В одной из уцелевших деревенек близ Видлицы однажды звонко загомонили сорванцы-ребятишки:
— Петча! Нюрча! Подит-ко сюда скорея! Тамот-ко вон на угорье, в леску, мертвяков будут раскапывать!
— Пошто врешь-от? Кому мертвяки нужны?
— Стало быть, нужны! Военные приехали! И машина с имя!
Ребячий переклик-перезвон услышали бабы. Никто, кроме баб, так не чувствует остро скорбь по тем, кто отходил по земле и ушел в нее, будь он стар ли, млад ли, в крепкой ли по годам силе. Все, как в песне: «Старому посочувствует, дитятку пожалеет, доброму молодцу низкий поклон отдаст». Было в той деревушке, за околицей у трех сосен, и свое родовое пристанище в четыре оставленных судьбой креста, но бабы не забывали и эту могилку, вроде бы случайно оброненную войной на угорье. Ольгутка Милованова, у которой муж еще в сороковом году сгинул на линии Маннергейма, первой кликнула клич по бабам: «Пошто могилку-то красноармейскую разоряют?» И все сыпанули туда, кто в чем, на бегу прикрывая растрепанные, давно не чесанные головы изношенными до дыр повойниками. А скорые на ногу ребятишки, как стайка зимородков, снялись в один миг — и след их простыл. Сердобольные бабы катанули за ними, только широкие черные юбки вороновым крылом забили по ногам.
Первой вклинилась в жидкий строй солдат и ребятишек Ольгутка. Тихо стояли солдаты, еще тише ребятишки, средь которых были и Ольгуткины сорванцы, — все горестно и молча, в робости перед непостижимой тайной, глядели, как два других солдата в обмотках и белых выгоревших гимнастерках осторожно снимали последний слой земли. Местами уже проглядывала седая, ворсистая, забитая землей плоть шинелей, местами бережно скользящее жало лопаты касалось звонкой, задубевшей в земле брезентово-плотной поверхности плащ-накидок.
— Солдатушки, ми-лы-я, за што же вы покой мертвых рушите? — с плачем в голосе зашумела Ольгутка, глянув оторопело на разверстое чрево могилы и валявшийся в стороне березовый колышек с прибитым к нему деревянным щитком от минного ящика, на котором она недавно совсем подновляла огрызком химического карандаша полусмытые дождями фамилии.
К ней подошел лейтенант с узкими медицинскими погонами. Это был Брескин. Он успокаивающе поднял руку:
— Не шуми, мать, — а потом вгляделся близорукими глазами в изъеденное ранними морщинами лицо женщины и еще тише поправился: — Не кричи, сестра… Нам так велено. Мы сейчас по всей округе солдатские могилки ищем. А хоронить будем в Видлице. Там и памятник общий поставят.

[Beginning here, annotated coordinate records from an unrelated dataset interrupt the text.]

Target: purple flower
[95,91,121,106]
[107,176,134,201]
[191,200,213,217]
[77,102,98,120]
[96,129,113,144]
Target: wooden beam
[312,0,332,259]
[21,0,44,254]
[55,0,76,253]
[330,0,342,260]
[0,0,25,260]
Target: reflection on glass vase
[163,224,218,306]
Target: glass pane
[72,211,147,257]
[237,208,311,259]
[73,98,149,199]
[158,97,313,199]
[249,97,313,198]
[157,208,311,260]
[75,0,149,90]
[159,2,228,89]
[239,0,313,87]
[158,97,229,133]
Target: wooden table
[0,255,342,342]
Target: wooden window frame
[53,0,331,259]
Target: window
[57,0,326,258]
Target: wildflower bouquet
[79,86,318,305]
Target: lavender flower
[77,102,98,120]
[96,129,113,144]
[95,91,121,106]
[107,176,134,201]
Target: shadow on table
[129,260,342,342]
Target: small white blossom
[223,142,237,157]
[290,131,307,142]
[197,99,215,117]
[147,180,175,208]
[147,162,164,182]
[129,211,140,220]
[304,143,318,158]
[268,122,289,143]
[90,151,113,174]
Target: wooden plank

Не убедили женщин слова лейтенанта, вскинулись они разом, до глубины сердца по-своему задетые таким, на их взгляд, святотатством: где это было слыхано, чтобы таскали усопших с места на место, как вещь какую?
— Нам-то што? — шумели они.
— Раскапывайте где в другом месте, а эту не дадим! Мы им сами памятник выставим. За нашу деревню, чай, полегли!